Actually that's one of the prime examples of filmmakers imposing the stock revenge-narrative plot on a superhero movie. They made the Joker the murderer of Bruce's parents and had him covet and kidnap Bruce's girlfriend, which made Batman's defeat of the Joker a personal revenge story rather than simply a story of an altruistic protagonist saving lives. Plus they had Batman kill the Joker, with a fall off a high building, no less, which is very much a stock movie ending. The majority of superhero movies end with the villain dying, even though that isn't how superheroes generally work in comics, because it is what studios and audiences expect in movies.
 
Batman - Stopping Joker's chemical assault on Gotham.

Actually that's one of the prime examples of filmmakers imposing the stock revenge-narrative plot on a superhero movie. They made the Joker the murderer of Bruce's parents and had him covet and kidnap Bruce's girlfriend, which made Batman's defeat of the Joker a personal revenge story rather than simply a story of an altruistic protagonist saving lives.
Yes, but it's not all Batman did. He did perform "hero" duties, even while pursuing some form of potential revenge.

Plus they had Batman kill the Joker, with a fall off a high building, no less, which is very much a stock movie ending.
He causes the Joker to end up in a perilous situation...but he only "sort of" kills him. There's no reason to believe Batman definitely knew what would happen when he tried to stop him from escaping. But yeah, Joker is dead thanks to Batman's actions. And his own.

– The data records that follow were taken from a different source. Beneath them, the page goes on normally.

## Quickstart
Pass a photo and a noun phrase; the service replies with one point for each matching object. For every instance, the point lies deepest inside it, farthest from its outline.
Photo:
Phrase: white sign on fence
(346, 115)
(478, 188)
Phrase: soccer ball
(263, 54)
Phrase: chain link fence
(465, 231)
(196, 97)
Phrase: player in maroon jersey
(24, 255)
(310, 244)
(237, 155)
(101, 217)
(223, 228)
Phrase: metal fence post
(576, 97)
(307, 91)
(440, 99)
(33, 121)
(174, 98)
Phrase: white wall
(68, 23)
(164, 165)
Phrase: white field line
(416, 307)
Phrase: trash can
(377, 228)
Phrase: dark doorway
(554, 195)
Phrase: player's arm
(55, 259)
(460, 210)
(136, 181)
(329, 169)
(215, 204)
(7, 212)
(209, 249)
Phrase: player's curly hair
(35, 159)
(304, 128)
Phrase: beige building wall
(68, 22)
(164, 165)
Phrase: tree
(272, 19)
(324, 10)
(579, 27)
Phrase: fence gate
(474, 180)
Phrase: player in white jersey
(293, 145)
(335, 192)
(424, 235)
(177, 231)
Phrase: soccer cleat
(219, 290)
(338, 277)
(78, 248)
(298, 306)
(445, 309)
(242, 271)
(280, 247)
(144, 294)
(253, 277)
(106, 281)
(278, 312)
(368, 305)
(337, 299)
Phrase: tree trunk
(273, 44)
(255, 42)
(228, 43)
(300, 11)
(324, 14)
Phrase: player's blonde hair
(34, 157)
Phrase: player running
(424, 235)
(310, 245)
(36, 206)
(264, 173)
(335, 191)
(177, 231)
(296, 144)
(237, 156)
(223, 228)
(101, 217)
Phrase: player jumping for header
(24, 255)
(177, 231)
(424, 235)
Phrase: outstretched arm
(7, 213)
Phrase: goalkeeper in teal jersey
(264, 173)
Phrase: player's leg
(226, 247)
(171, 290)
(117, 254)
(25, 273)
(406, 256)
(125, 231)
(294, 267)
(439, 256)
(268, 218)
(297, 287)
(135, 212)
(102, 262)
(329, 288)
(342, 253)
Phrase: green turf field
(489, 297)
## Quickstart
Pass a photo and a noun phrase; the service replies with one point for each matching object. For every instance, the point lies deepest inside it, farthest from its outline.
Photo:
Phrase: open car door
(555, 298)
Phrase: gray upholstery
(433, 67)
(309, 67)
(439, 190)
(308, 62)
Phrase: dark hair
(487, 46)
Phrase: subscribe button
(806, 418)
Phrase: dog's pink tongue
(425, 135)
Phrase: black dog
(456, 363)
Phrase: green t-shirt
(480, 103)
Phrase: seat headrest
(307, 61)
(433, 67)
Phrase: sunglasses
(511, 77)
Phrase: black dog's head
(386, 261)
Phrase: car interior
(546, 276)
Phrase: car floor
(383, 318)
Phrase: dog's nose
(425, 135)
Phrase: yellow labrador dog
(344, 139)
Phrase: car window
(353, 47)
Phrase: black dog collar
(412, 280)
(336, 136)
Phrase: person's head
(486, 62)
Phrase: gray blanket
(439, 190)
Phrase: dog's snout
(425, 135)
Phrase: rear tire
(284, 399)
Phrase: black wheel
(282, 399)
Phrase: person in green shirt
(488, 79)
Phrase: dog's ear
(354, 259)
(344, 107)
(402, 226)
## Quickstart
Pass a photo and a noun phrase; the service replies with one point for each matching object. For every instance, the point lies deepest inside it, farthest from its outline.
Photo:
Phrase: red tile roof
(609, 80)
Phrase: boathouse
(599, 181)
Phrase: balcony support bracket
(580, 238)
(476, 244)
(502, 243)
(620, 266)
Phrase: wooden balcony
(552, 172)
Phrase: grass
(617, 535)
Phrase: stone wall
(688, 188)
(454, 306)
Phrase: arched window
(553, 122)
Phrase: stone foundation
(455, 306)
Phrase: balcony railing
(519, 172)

The majority of superhero movies end with the villain dying, even though that isn't how superheroes generally work in comics, because it is what studios and audiences expect in movies.
I'm not a big fan of it either, but at least some buck the trend. Superman, Daredevil, almost all the X-Men movies, Spidey 3, Amazing Spidey 1 and 2, Thor, Cap 1 and 2, Avengers, Fantastic Four all keep their villains alive. (Or one of two in the case of Spidey 3, and Amazing Spidey 2.)
 
^I never said that the revenge-narrative aspects were mutually exclusive of the crimefighting/rescuing aspects, since a lot of revenge-driven movie heroes happen to save innocents from the villains' plans. I said that the movies were made to conform to standard action-movie formulas and expectations.